Martha’s estate probate started with her Will. In my table, I noted any relevant information about her slaves.

In her Will, Martha specified that “Dick and Nelly” have their choice of going with either of Martha’s sons, Robert or John.

From Martha’s Inventory, we know that Dick and Nelly were elderly slaves. At ages 60 and 64, they were probably unable to do much work.

Seven other enslaved people were apart of the estate. Martha specified the sale of the rest of her enslaved property at private auction.

Martha’s estate required a Bond. Executors or Administrators  must post bond with the State, which promises they will faithfully execute their duties.

It is important to know who is posting bond since they are often family members. For example, Otho Magruder was Martha’s son-in-law. Also, the $20K bond suggests this was a relatively wealthy estate.

Sales, Debts and Accounting

After the Inventory were the Sales of Martha’s estatethis is where slaves are often missed!  In the estate sale, seven slaves were sold.

However, they were all sold to her children. This is another reason why we need to know the slaveowner’s family.

Martha’s estate probate also include a listing of Debts and periodic Accountings. How many Accountings appear in the documentation (1st Acct, 2nd Acct, 3rd Acct, Final Acct, etc.) depends upon many factors.

These factors include the size of the estate and whether or not minor children are involved.

Accountings can contain information about slaves.
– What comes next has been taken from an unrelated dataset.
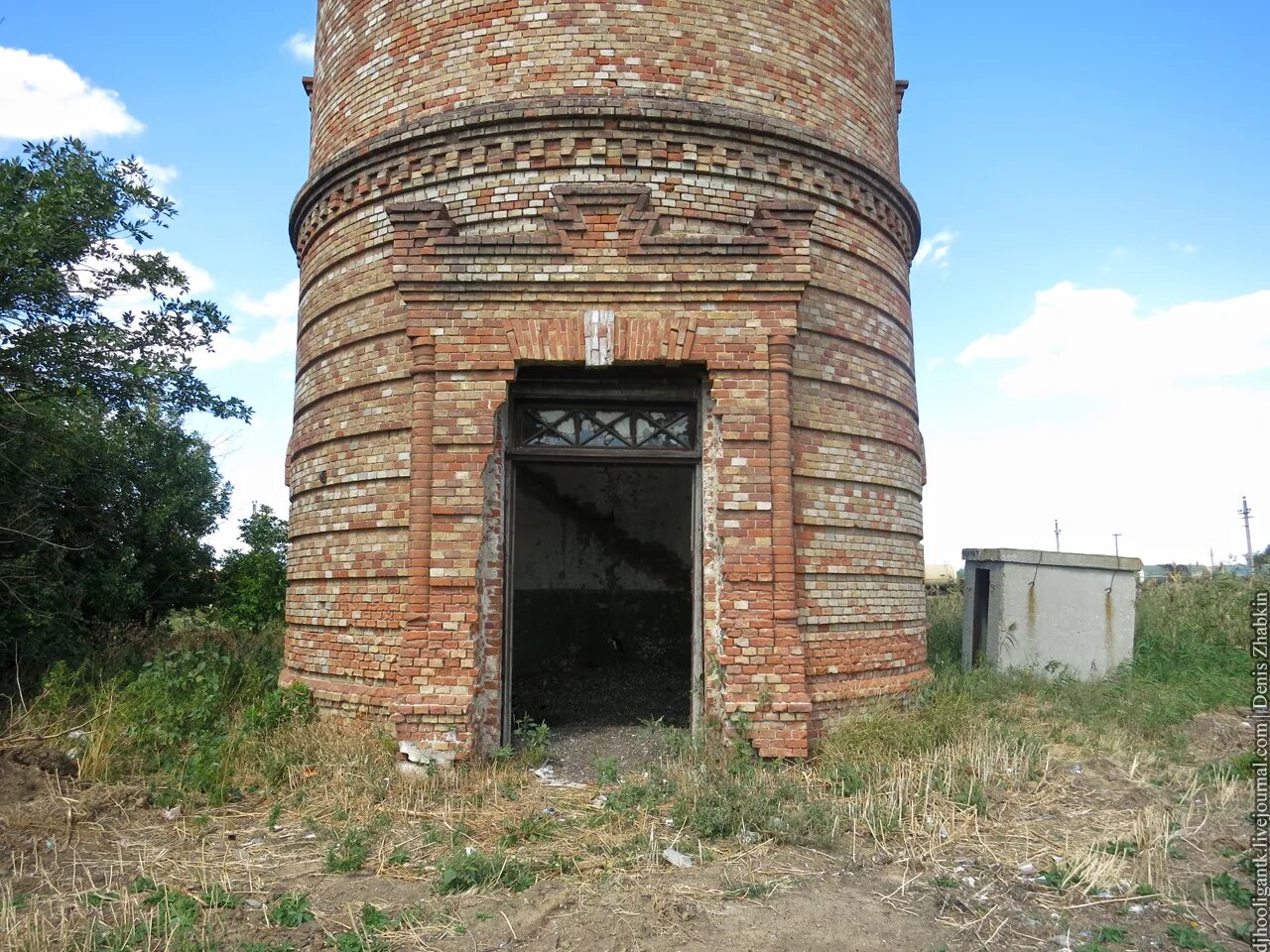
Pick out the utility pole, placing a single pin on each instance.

They often note slaves being hired out, so peruse these records carefully.

If minor children are involved, Guardianship records should also be traced Remember that those records may be handled in a different court.

A Tip to Remember

Notice also that Martha’s probate process spanned across 10 years. In the beginning of my genealogy research, I didn’t understand the need to trace forward many years after a death.

However, it is entirely common to find probates spanning large periods of time. I now trace at least 15 years forward after a death.

Her Husband’s Wealth

Martha was wealthy by standards of her time. Her final estate value of $11,098 in 1847 was roughly the equivalent of $303,000 today.

Martha’s husband, Zadock Magruder, who predeceased her in 1809. Here is my chart of his probate:

Magruder Cooke Admin Slave Data_Page_3

As you can see, Zadock died without a will (intestate) in 1809. His estate probate spanned 11 years. (Notice the calculation in pounds, not dollars, of the value of the state in his 1st Accounting.)

Zadock owned 16 slaves at the date of his inventory. Martha’s 1837 estate probate included six of the slaves Zadock owned in 1810. Their children probably gained possession of the rest of the slaves.

Trying to follow the slaves through the family is why I started this whole exercise to begin with. What happened to Mariah and Lucy and Beck and the others? Why was Jerry freed?

Sadly, I still don’t have enough information from the inventory to discern family groupings. This is very common, unfortunately.

Zadock Slaves, 1810

Division of Slaves

The official probate books do not always include the actual division of slaves. I have sometimes found them in original case files or loose papers (i.e., the papers that are apart of the probate proceedings but not necessary recorded in the official books).

Always try to find that division of slaves. If you can’t find it, you’ll have to search the records of the children and perhaps make some inferences about their disposition.

This blog post was long, but hopefully I’ve suggested a strategy you can use to get the most value out of probate records. Try it out. I’d love to hear about your finds!